Prega-se a multitarefa em nome de uma maior conexão com o mundo, quando são exatamente a demora e a espera que nos aproximam da realidade. Esperar por um prato pode ser um bom motivo para papear, como esperar pela conta ou por um cafezinho. Ou olhar, distraído, pela janela enquanto o avião não chega a seu destino. Citando outro trecho da mesma música: “de jangada leva uma eternidade / de saveiro leva uma encarnação / de avião é o tempo de uma saudade...”

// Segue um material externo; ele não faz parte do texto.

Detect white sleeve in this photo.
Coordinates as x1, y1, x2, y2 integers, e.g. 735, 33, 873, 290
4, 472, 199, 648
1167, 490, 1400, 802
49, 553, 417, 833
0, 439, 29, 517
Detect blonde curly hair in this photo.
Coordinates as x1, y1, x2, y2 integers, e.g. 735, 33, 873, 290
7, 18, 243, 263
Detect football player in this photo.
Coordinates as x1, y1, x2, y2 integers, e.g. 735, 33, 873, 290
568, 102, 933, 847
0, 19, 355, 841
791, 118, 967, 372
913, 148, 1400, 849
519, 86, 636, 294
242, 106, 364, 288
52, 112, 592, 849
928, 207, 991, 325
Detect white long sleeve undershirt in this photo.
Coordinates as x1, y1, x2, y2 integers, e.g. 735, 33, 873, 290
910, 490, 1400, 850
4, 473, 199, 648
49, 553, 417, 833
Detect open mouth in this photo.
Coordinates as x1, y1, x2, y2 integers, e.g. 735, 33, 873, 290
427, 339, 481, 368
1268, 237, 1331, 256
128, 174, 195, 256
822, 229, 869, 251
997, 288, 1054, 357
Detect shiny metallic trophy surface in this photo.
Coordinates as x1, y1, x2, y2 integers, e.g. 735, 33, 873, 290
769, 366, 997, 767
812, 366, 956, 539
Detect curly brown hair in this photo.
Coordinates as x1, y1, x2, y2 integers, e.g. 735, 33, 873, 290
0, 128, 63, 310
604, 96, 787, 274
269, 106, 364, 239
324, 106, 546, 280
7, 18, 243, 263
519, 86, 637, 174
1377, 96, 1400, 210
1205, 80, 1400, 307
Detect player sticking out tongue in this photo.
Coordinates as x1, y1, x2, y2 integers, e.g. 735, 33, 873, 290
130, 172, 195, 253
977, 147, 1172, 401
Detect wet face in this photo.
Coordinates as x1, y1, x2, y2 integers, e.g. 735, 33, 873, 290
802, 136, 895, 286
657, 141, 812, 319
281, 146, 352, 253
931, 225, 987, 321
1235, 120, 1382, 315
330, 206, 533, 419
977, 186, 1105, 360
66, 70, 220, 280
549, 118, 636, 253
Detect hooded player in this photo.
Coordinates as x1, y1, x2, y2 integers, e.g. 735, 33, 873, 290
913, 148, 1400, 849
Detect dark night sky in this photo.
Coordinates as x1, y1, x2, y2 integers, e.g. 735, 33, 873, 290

O contato entre as pessoas toma tempo, e nesse tempo não é só informação pura e simples que se troca. Ele é tremendamente valioso, não perdido. Os papos de boteco, as festas, conversas pelo telefone, livros lidos, todo o processo educativo, tudo isso é muito rico. As demoras e as pausas são imprevisíveis no mundo de troca de informação. São o tempo no qual a vida acontece, e, através do qual, se trocam outras experiências, sensoriais, afetivas, sinestésicas , intangíveis e enriquecedoras. Deveriam até ser comemoradas.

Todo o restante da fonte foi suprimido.